Le scuole italiane non sono attrezzate:
Eppure quella dei ragazzi con problemi di disabilità e del loro inserimento in un contesto scolastico è una problematica estremamente sentita. Le nostre scuole, quelle pubbliche, non sempre sono adatte ad ospitare questi alunni; spesso e volentieri manca il personale adeguato per il supporto, basti pensare ai molti tagli che riguardano gli insegnanti di sostegno.
Nelle scuole purtroppo, una cosa che accade spesso e volentieri è che sono presenti troppe barrire sia architettoniche, come i bagni non a norma, Sia cultuali, Trovarsi in condizioni svantaggiate da un punto di vista fisico e dover essere costretti a subire discriminazioni, a sentirsi un peso e a vivere in modo invasivo la diversità non deve essere una cosa piacevole. Nè sembra essere il modo migliore per convivere con la propria disabilità.
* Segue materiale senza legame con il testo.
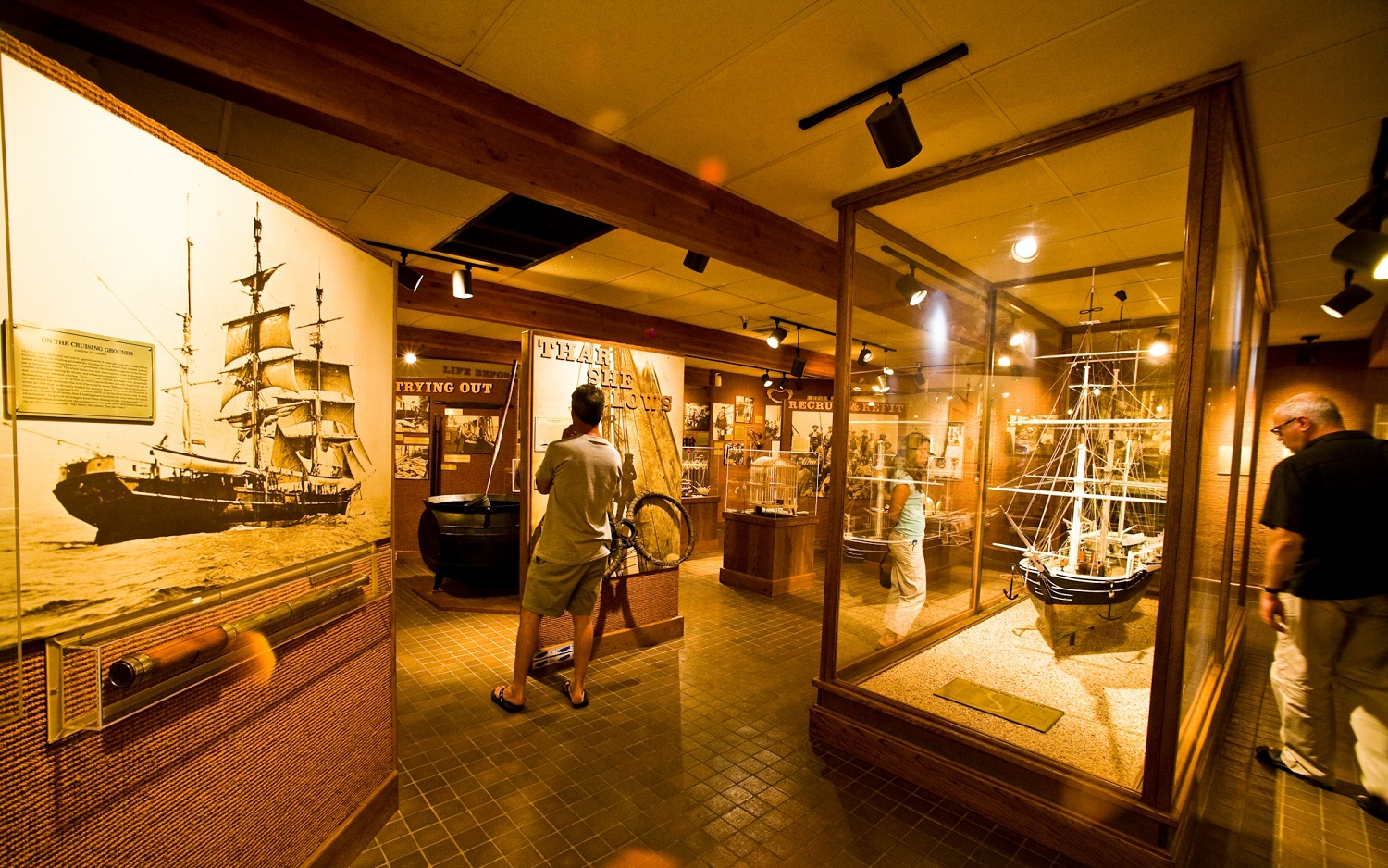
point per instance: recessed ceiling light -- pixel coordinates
(1024, 249)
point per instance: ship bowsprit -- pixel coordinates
(128, 501)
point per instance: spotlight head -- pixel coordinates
(1160, 346)
(463, 283)
(912, 291)
(1348, 299)
(408, 278)
(1365, 252)
(776, 336)
(893, 132)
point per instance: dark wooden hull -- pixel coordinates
(124, 507)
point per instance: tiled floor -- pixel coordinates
(696, 753)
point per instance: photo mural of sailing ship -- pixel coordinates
(272, 350)
(1090, 509)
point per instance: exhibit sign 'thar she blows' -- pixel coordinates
(271, 357)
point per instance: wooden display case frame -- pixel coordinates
(1091, 820)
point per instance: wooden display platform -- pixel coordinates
(704, 518)
(771, 556)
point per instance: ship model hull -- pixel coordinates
(124, 503)
(1068, 603)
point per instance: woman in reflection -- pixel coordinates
(908, 518)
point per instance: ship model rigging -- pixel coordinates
(1090, 512)
(293, 418)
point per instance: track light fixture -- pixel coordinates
(463, 283)
(912, 291)
(407, 277)
(1348, 299)
(776, 336)
(890, 124)
(1160, 346)
(1366, 252)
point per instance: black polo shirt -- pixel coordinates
(1334, 493)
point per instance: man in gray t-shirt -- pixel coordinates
(580, 474)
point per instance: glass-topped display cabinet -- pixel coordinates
(771, 482)
(696, 471)
(1072, 325)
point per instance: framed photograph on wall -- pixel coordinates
(722, 421)
(746, 408)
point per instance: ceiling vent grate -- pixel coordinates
(519, 232)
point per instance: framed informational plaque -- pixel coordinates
(61, 374)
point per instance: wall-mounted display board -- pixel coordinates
(1044, 524)
(268, 339)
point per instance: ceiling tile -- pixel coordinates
(447, 31)
(1312, 93)
(604, 64)
(439, 191)
(271, 141)
(399, 222)
(322, 197)
(757, 100)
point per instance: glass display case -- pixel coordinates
(696, 477)
(1049, 626)
(772, 482)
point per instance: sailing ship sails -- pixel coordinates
(293, 415)
(1090, 512)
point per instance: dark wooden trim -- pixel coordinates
(1073, 820)
(297, 61)
(430, 343)
(1096, 269)
(1183, 501)
(541, 311)
(360, 828)
(1115, 118)
(838, 443)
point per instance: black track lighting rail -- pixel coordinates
(890, 85)
(432, 254)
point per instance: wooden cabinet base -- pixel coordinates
(771, 556)
(765, 587)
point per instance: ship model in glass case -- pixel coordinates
(1090, 510)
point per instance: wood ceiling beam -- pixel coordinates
(1096, 269)
(293, 60)
(533, 310)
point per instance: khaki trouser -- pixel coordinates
(1329, 645)
(908, 584)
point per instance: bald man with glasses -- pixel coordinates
(1326, 593)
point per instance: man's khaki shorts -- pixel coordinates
(551, 588)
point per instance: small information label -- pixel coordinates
(74, 375)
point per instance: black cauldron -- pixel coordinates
(474, 540)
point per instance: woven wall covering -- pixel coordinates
(235, 773)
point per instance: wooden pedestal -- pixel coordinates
(704, 518)
(771, 556)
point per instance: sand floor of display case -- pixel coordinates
(1102, 684)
Ecco allora che pensare a scuole per disabili può essere una soluzione; forse l'unica, anche se non è sempre una scelta da fare a cuor leggero. Per molti si tratterebbe comunque di una ghettizzazione; l' alunno con disabilità dovrebbe infatti avere la possibilità di frequentare la scuola che preferisce, di crescere in un contesto socio-pedagogico cosiddetto 'normale'. Proprio per non sentirsi diverso e non avvertire il peso della sua disabilità.
Purtroppo così non è. Ecco perchè quella di rivolgersi ad una scuola per disabili spesso non è una scelta ma una necessità. L'unica alternativa efficace a quello che, altrimenti, sarebbe un percorso scolastico deludente, mancante di diversi passaggi, caratterizzato da limitazioni e discriminazioni.
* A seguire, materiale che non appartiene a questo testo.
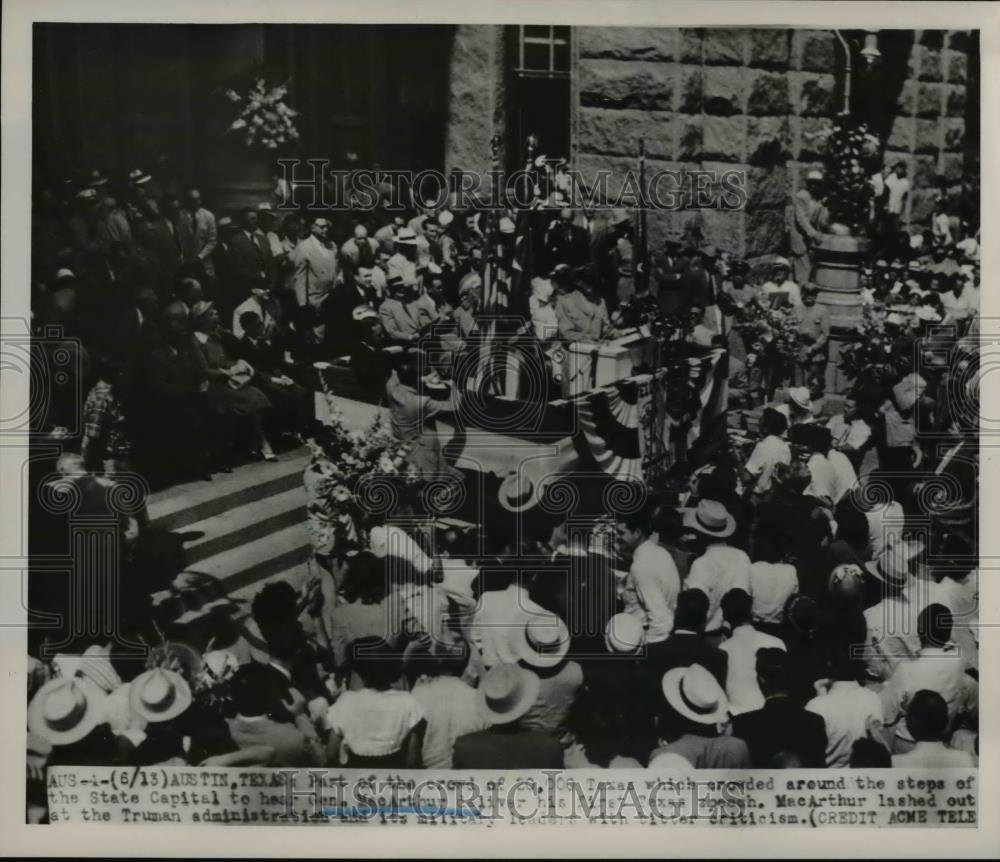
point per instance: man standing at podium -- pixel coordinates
(581, 313)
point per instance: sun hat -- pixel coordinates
(64, 711)
(508, 692)
(624, 634)
(892, 566)
(710, 518)
(519, 492)
(542, 642)
(799, 396)
(94, 665)
(695, 694)
(159, 695)
(201, 308)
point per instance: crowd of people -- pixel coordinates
(806, 600)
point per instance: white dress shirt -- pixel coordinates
(741, 678)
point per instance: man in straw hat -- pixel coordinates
(695, 710)
(507, 692)
(807, 222)
(720, 568)
(542, 644)
(653, 582)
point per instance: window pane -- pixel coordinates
(536, 56)
(561, 58)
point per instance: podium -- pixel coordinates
(590, 366)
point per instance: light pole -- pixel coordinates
(870, 52)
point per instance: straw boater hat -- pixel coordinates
(624, 634)
(159, 695)
(710, 518)
(521, 491)
(364, 312)
(64, 711)
(508, 692)
(138, 177)
(695, 694)
(799, 397)
(542, 642)
(892, 566)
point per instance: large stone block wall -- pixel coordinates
(754, 100)
(751, 99)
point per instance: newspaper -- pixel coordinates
(495, 798)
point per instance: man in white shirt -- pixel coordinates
(898, 186)
(653, 583)
(742, 686)
(850, 711)
(938, 667)
(927, 716)
(781, 283)
(500, 613)
(721, 567)
(770, 451)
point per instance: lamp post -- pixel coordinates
(869, 52)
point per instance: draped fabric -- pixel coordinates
(625, 428)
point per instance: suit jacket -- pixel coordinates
(683, 649)
(251, 258)
(806, 220)
(504, 749)
(782, 725)
(160, 240)
(315, 270)
(198, 237)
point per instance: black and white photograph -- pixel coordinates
(462, 421)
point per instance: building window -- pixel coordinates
(543, 50)
(539, 91)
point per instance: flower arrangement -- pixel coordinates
(265, 118)
(871, 356)
(771, 333)
(851, 157)
(354, 474)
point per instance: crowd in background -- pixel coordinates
(809, 600)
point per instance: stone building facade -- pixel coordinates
(751, 99)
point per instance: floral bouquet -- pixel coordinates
(354, 474)
(871, 358)
(850, 154)
(265, 118)
(774, 330)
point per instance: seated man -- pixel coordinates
(292, 403)
(581, 313)
(406, 312)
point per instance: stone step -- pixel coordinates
(184, 505)
(245, 523)
(258, 560)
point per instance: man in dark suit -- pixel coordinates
(669, 271)
(249, 252)
(782, 733)
(686, 645)
(508, 692)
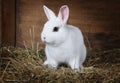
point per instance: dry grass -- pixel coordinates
(20, 65)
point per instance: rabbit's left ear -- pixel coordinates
(64, 13)
(49, 13)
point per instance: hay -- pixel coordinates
(25, 66)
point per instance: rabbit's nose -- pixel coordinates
(44, 37)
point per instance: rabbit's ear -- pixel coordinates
(49, 13)
(64, 13)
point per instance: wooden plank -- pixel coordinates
(0, 22)
(8, 22)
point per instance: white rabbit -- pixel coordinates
(64, 43)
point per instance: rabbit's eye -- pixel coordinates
(55, 29)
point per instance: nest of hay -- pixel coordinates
(25, 65)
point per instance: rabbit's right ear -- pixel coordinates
(49, 13)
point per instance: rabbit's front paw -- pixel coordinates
(50, 65)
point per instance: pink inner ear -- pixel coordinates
(63, 12)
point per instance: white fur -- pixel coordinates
(66, 45)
L' inchiesta presentata da Superabile va a spiegare come funziona il mondo delle scuole per disabili: si parla di strutture che, spesso, si appoggiano a un centro di riabilitazione o a una comunità alloggio. Proprio perchè, come dicevamo, l'accesso non è facile viste le lunghe lista d'attesa, spesso si è costretti a trasferirsi in un'altra città per poter frequentare una scuola per disabili.
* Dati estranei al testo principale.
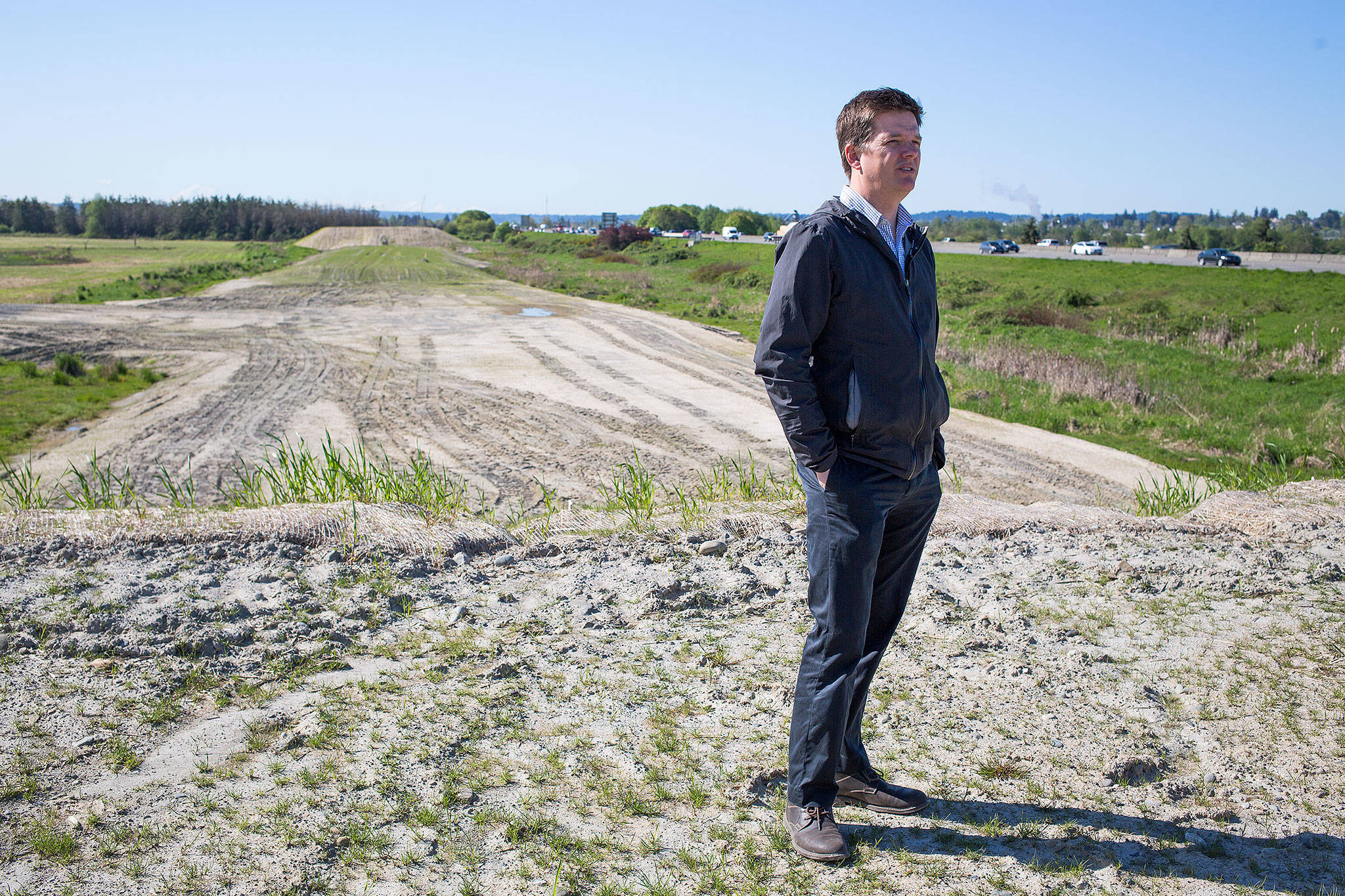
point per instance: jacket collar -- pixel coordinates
(862, 226)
FREE-ITALIA, Per mano del suo direttore disabile, chiede di incentivare l'inserimento dei disabili nella suola pubblica dandole i neccessari strumenti di supporto, educativo e tecnico, e non tagli alla spesa considerata inutile; solo in tale modo daremo respiro a voci magiche altrimenti condannate al oblio da una MALATA società dell'APPARENZA.